Amer Al-Habsi

Optimal Reduced-Order Moment Estimation for Non-Stationary Signals

Thursday, August 27, 1998
3:30 PM
306 Egan

Abstract

The statistical moments of a stationary and ergodic signal can be estimated by uniform (or exponentially-weighted) time averaging, which is the same as filtering with a narrow-band lowpass filter. In contrast, moment estimation for nonstationary signals requires, in general, a wideband averaging filter whose response has to be adapted to the dynamics of the time-variant moment we wish to estimate. A recently proposed approach provides a simple characterization (in terms of certain average spectra) of the optimized averaging filter for any particular nonstationary moment estimation problem.

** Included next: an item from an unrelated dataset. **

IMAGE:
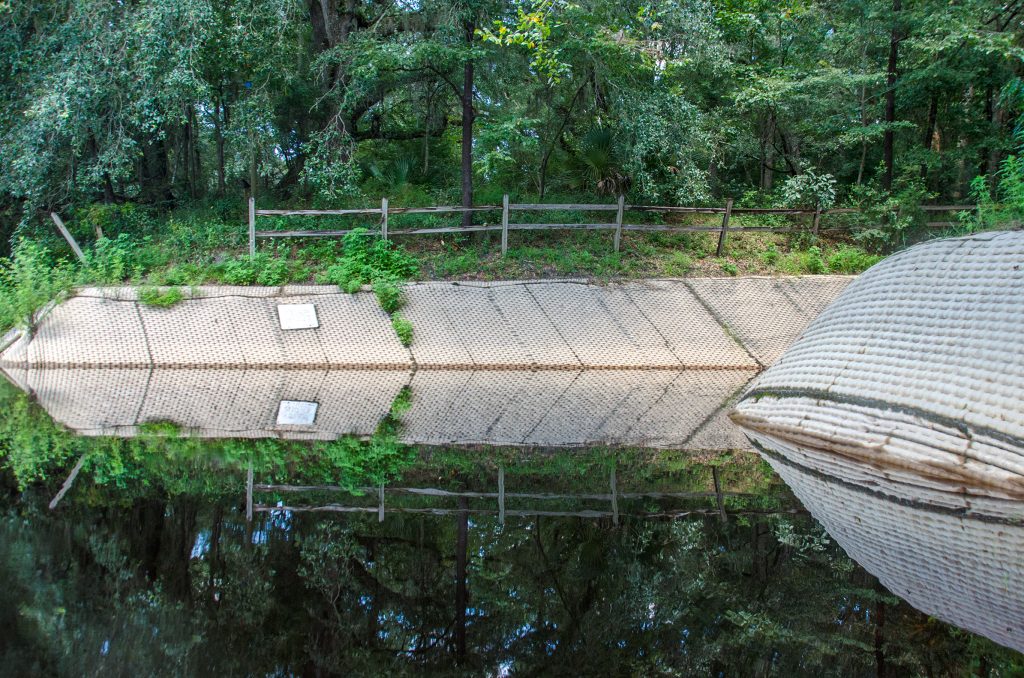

In this thesis we introduce several techniques for constructing low-order IIR approximants of the optimized averaging filter (which usually has infinite order). We show that the such low-order IIR averaging filters offer a very attractive cost-performance tradeoff: they can achieve essentially the same level of moment estimation error as the optimized averaging filter but at a significantly lower implementation cost. In contrast, past attempts to realize the optimized averaging filter employed high-order FIR approximants. We present several examples to demonstrate the cost savings achieved with our IIR approximants.

Thesis Committee:
Prof. H. Lev-Ari (advisor)
Prof. D.H. Brooks
Prof. R. Raghavan